Whew! That last entry had a lot of links. Time to get back to good old regular writin’ and reviewin’ of the collection.
This next record landed at #2 on the Top 10 albums of 2024. So yeah, I liked it.
Disc 1796 is…Woman Creature (Portrait of a Woman, Part 2)
Artist: Mean Mary
Year of Release: 2024
What’s up with the Cover? It is the aforementioned woman creature, long rumoured to stalk these very woods and trails!
Those creeps from Deliverance better hope they don’t run into Woman Creature. In addition to teeth and claws and an immunity to any and all bullets not made of silver she also has a banjo, and she knows how to use it.
How I Came To Know It: I read a review over at my latest music review website, Americana Highways. It is fair to say my purchases in 2024 skewed slightly toward folk and Americana as a result of adding that site to my regular visits.
How It Stacks Up: I have fallen hard for Mean Mary. I have two of her albums so far, a third is on the way and five more are on my wish list.

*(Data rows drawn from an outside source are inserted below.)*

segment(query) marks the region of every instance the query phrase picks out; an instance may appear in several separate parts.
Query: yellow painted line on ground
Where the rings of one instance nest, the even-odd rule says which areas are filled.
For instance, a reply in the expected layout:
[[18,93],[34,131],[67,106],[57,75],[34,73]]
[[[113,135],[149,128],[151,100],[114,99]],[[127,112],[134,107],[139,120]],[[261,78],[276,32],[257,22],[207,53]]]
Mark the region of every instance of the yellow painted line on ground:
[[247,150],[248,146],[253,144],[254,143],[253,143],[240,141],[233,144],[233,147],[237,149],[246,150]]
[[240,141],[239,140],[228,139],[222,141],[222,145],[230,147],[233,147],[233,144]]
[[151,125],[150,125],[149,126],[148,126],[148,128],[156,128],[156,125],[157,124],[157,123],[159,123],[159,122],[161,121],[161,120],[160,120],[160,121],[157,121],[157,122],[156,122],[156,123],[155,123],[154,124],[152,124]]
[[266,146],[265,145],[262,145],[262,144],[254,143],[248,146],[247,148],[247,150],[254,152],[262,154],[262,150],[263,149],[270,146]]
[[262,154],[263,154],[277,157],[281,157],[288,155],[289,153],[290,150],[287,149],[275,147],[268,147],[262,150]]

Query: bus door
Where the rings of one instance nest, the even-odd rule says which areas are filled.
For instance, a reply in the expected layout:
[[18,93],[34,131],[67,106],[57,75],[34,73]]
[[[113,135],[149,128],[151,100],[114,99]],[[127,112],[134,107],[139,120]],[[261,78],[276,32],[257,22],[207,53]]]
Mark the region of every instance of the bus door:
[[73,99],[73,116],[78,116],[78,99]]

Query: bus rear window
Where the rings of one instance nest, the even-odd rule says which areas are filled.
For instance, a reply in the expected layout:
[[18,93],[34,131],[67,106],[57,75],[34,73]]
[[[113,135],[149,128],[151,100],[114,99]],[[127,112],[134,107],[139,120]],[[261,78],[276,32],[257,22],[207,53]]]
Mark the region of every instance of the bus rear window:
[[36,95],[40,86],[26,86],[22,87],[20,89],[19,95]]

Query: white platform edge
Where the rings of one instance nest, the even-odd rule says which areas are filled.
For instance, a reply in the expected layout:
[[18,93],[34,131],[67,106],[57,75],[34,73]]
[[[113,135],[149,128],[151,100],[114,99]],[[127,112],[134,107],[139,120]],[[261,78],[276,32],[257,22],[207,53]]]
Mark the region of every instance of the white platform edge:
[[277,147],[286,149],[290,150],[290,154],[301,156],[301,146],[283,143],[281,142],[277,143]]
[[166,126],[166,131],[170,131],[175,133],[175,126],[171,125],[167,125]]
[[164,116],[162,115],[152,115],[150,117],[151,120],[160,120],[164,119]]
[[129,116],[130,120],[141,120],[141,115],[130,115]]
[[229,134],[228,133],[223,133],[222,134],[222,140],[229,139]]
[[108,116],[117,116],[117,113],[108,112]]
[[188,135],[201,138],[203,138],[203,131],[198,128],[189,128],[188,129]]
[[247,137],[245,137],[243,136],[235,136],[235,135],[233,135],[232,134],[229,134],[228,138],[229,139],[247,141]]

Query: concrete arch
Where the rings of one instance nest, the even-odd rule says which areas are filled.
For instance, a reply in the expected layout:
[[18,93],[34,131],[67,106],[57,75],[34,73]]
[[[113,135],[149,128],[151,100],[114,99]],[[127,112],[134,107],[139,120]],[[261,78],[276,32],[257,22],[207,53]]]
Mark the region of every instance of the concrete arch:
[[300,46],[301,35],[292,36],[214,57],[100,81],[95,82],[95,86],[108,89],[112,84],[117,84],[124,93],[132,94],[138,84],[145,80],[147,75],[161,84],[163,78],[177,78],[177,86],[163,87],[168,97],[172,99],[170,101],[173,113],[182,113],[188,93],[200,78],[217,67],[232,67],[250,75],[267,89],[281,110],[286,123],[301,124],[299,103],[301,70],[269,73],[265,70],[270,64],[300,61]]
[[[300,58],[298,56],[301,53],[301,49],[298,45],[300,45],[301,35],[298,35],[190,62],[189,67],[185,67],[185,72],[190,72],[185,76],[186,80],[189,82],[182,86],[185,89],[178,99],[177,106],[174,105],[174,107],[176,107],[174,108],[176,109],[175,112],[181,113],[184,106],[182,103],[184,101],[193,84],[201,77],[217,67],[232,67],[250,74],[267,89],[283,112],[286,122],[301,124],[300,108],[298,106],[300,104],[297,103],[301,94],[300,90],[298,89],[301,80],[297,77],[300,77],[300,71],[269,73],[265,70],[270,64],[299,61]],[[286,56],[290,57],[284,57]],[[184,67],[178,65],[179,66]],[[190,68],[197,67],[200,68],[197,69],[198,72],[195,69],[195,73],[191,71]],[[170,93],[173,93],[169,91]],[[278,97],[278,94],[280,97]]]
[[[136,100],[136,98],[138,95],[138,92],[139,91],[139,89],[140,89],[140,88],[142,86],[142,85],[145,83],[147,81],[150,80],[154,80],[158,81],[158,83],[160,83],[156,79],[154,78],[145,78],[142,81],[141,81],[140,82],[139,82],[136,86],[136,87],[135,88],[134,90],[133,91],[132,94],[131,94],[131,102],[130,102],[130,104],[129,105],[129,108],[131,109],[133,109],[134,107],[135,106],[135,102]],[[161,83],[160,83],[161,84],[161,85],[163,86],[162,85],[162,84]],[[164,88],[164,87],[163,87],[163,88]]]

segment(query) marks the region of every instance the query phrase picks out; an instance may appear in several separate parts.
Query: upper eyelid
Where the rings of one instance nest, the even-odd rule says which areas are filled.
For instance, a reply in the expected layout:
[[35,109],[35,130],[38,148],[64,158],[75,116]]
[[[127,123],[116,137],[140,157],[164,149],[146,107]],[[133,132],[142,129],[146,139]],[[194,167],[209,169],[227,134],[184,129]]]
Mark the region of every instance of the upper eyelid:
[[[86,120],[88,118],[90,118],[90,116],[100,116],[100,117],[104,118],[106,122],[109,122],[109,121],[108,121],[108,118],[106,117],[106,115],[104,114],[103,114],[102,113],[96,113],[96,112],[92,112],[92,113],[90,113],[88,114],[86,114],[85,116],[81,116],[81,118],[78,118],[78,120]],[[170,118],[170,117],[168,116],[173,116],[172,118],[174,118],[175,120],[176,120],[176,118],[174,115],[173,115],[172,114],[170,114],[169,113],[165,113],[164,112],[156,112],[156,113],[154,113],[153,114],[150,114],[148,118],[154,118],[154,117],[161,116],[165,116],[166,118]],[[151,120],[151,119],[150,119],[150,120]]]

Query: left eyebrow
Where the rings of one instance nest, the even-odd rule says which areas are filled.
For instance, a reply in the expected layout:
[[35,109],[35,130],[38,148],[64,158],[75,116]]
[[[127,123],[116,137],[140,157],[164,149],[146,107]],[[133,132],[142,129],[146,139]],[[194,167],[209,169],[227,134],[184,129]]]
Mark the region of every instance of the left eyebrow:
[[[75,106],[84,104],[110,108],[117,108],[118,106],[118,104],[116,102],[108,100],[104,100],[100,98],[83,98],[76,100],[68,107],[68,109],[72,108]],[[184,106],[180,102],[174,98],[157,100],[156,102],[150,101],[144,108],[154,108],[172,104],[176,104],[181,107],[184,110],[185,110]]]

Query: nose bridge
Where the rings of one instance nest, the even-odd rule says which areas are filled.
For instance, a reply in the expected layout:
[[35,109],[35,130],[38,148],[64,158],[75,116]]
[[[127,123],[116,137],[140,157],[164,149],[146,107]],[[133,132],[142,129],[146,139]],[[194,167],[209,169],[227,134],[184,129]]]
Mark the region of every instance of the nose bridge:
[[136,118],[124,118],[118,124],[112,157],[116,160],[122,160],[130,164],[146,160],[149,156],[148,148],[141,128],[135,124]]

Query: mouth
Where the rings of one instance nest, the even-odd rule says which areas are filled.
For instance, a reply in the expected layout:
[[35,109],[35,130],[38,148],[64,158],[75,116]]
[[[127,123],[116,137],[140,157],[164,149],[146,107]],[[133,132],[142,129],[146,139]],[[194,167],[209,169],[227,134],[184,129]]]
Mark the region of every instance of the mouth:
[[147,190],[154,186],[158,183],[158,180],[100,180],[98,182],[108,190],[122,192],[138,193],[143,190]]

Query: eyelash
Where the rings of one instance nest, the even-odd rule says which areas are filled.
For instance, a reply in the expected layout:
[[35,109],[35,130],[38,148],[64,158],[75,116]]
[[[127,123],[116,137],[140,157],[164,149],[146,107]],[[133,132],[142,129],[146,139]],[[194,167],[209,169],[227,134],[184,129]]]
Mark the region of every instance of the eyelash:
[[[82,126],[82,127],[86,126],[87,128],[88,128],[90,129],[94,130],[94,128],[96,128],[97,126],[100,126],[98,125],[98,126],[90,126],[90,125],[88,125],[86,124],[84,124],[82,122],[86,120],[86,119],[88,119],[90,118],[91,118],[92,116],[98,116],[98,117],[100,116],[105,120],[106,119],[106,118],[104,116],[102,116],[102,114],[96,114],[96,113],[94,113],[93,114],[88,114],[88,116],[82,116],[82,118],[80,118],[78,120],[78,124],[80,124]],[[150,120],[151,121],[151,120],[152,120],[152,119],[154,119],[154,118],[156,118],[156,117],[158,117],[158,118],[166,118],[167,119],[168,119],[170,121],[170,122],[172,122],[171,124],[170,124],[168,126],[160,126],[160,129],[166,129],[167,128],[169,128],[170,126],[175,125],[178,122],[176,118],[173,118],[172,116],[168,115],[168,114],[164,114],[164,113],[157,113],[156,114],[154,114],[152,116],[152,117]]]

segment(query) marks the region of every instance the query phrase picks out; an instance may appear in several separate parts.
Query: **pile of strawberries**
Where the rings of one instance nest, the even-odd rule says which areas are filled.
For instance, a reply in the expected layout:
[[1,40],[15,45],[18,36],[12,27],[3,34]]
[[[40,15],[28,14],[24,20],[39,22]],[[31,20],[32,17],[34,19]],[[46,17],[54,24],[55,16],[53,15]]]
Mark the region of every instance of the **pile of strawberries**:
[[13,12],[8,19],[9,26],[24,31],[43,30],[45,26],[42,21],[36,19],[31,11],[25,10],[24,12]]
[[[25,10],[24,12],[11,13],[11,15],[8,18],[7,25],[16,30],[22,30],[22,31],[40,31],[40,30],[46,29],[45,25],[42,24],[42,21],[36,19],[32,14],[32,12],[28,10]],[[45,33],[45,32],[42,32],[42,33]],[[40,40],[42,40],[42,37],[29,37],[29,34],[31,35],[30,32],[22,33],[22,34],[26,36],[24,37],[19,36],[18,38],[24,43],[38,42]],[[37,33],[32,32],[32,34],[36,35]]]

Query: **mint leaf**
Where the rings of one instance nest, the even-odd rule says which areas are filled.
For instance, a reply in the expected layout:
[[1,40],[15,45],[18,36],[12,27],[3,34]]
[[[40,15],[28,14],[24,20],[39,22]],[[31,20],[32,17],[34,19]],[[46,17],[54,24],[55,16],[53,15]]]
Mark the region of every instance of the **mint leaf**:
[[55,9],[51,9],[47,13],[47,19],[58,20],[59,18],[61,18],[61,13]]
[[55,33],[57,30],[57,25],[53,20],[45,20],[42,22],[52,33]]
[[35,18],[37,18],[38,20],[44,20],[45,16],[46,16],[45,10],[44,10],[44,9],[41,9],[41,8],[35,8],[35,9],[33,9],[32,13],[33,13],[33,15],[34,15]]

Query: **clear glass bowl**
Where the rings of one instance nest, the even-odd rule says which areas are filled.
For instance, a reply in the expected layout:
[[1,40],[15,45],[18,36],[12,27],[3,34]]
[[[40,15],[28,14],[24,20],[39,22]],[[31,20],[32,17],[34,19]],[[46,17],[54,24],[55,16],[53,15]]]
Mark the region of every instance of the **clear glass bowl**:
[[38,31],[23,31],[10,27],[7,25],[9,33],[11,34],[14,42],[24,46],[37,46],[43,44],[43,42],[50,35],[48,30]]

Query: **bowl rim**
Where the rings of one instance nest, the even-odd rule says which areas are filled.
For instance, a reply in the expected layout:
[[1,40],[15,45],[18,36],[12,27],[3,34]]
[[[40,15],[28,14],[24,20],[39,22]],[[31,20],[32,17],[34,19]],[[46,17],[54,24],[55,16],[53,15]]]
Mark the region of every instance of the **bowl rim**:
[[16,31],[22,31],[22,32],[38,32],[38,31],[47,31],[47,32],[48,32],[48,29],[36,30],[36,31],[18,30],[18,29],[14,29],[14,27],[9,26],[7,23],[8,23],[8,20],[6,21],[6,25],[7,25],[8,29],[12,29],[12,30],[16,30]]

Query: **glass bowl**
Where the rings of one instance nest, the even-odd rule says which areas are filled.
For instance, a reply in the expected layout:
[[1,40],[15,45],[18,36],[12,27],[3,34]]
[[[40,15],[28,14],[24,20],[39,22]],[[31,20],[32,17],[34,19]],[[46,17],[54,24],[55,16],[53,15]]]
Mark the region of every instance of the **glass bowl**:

For now, it is just the two, and of those “Woman Creature” comes in at #1.
Ratings: 5 stars
I am always discovering new music, to the point where the experience of ‘newness’ itself can become fairly routine. Yes, I’m having a good time, but it is within the context of expecting a good time. But every now and then in my musical journey an artist comes along that stops me in my tracks, forcing my full and immediate attention, and making the hair on my arms raise at the excitement of it all. Mean Mary did this to me. So if I wax poetic in the paragraphs to follow, please forgive a love that is new and unbridled.
Mean Mary (aka Mary James) is not a new artist, with eight studio albums under her belt, and plenty more of live playing and appearances prior to that. I still have properly explore her back catalogue, but listening to “Woman Creature” it was hard not to feel like everything she’s been working at was destined to culminate in this record, which reflects a bit of every facet of the best of what folk music has to offer, and a bit more besides.
One of the first things I noticed was the songwriting, which is top notch, landing exactly in the right spot between folksy narrative tale and literary mood poem. “Woman Creature” explores multiple facets of womanhood, including delving into the artificial and unfair expectations of society that pull – sometimes painfully – on that experience. James explores how self-expression gets misrepresented as something monstrous (“Woman Creature”), the dangers of how self-loathing can lead to settling for a self-aggrandizing jackass (“Mr. What A Catch I Am”) and the destructive force of ill-placed competition (“Murder Creek”).
“Murder Creek” is the best song on the record, an eight-minute ballad of envy, murder, revenge and possibly even a ghost. The song would be exquisite as a poem, but set to music its terrible and twisted crimes properly come to life. The opening stanzas eerie tone are the harbinger of things to come:
“I can’t close my eyes in the dark
I dream in black and bleak
I get chills when a rooster crows in the night
And I find myself at Murder Creek.”
“I wade through the water to the fallen tree
That’s been down since the storm in July
I sit until the dark begins to fade
And I’m staring at a bloodstained sky”
It goes downhill from here, with our narrator finding motivation to do fell deeds, motivated by the flash of a shirt on a clothesline (perhaps a certain man’s?), and a knowing laugh from a rival signaling she has what our narrator covets. I won’t give away the ending, but I will note the name of the song is “Murder Creek”.
Add to this songwriting prowess a prodigious talent on the banjo. James plays with exceptional range. She can be fierce and fast on “Woman Creature” and its frantic themes, light and playful on the whimsical “Tarzan” and downright gentle on the pastoral instrumental “Sweet Spring”.
Completing the trifecta is her voice: a classic folk birdsong warble with many octaves of range, which James is not afraid to put to the test. She mostly sings in a high clarion bell of a belt, but she is equally adept at reverberating power in her lower register, or a breathy whisper when the tale calls for it. Because she is a natural storyteller you might be momentarily fooled into thinking she’s more style and delivery than substance, but that would be a mistake. This record tells many brilliant tales, yes, but without Mean Mary’s voice they wouldn’t have half their dread import.
As if to prove her mettle, the album’s final song, “Bring Down the Rain,” sees James shelving the warble in favour of something between a seventies country crooner and a forties lounge diva. The result is sublime.
If you don’t like folk music, you may find “Woman Creature” is not your cup of tea. That’ll be your loss. Sometimes greatness reveals itself in heavy metal, sometimes punk, sometimes pop. Today, folk gets its day. Embrace it and enjoy.